In his latest remarks he said nothing about migrant rights, but described Labour as “proudly patriotic”. Starmer is signalling that, like the pro-Brexit “left” clustered around the Morning Star and Tribune (which pushed the “progressive patriotism” pitch of Starmer’s rival Rebecca Long-Bailey), he thinks that Labour can and should use anti-migrant sentiment as a tool to manipulate voters.

What was positively “internationalist” in Starmer’s speech was his championing of the institutions of the international capitalist order. The theme of the Trump era has been trashing these institutions: pulling out of the Paris Climate Agreement, doing down NATO, cursing the UN, raising trade tariffs in spite of G7 resolutions. Trump and his right wing co-thinkers in power in Eastern Europe, Turkey and elsewhere represent an alternative to the old US-led international capitalist order — a worse alternative. But trying to get back to pre-Trump (or pre-2008) “normality” by returning to the embrace of these international capitalist institutions is only a recipe for continued barbarism on a global scale.

NATO is a military cartel that contains and strengthens some of the world’s most appalling war criminals. Most recently, NATO has given tacit backing to Turkey’s campaigns of ethnic cleansing against Armenians and Kurds. The G7 and G8 conferences are designed to uphold an unjust world economic order. Starmer lauds Biden as an “internationalist”, a symbol of the kind of international co-operation he wants to see. But during Biden’s last spell in government, the US gave diplomatic and economic support to Saudi Arabia’s war against Yemen.

In recent years, against both Blair-style “NATO internationalism” and Neanderthal-nationalist anti-migrant agitation, a louder and louder socialist internationalist voice has been heard from the Labour Party’s grass roots. In 2019, motions for the abolition of all migrant detention centres, and for defending and extending free movement rights won a majority at Labour’s conference. Majorities in both the Labour and the Momentum ranks called for the party to take an unambiguous stance against Brexit.
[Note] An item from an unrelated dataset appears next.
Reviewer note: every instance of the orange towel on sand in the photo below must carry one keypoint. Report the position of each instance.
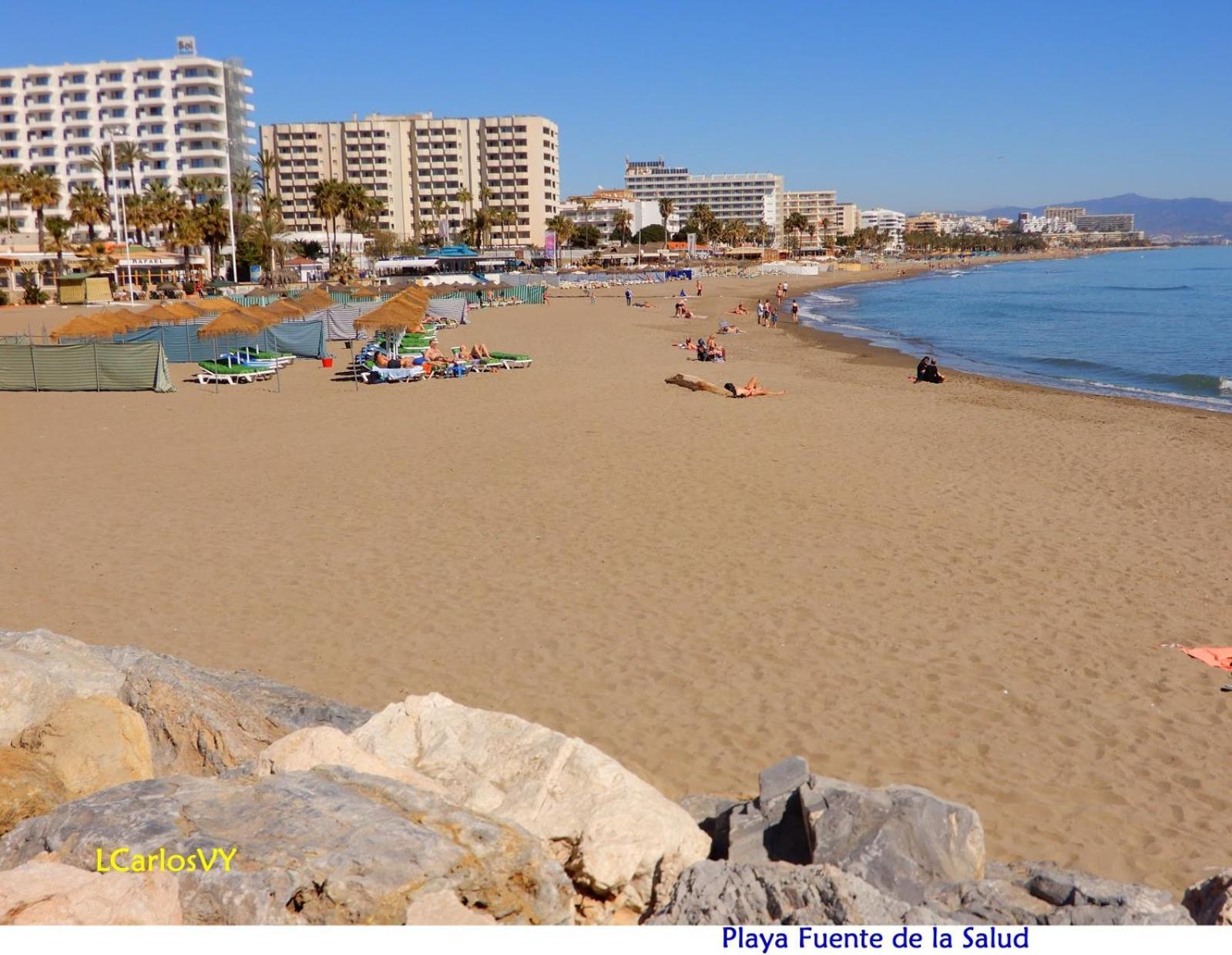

The control of Corbyn’s leadership by Morning Star-line figures like Andrew Murray and Seumas Milne allowed Keir Starmer to capture some of that genuine internationalist constituency. Many socialists (Starmer voters among them) have been demoralised by the party’s clear rightward lurch this year. Some have drifted out of activity in recent months.

We need to rally and re-organise the socialist, internationalist current of the Labour Party grassroots, and make it a compact force which can then ally with different constellations of other groups as issues emerge. The force that was so recently able to re-write conference policy needs to be stirred back into life. Momentum Internationalists, Young Labour Internationalists and our co-thinkers are on a renewed drive to do that, on the basis of a shared programme of internationalism, democracy, and class struggle.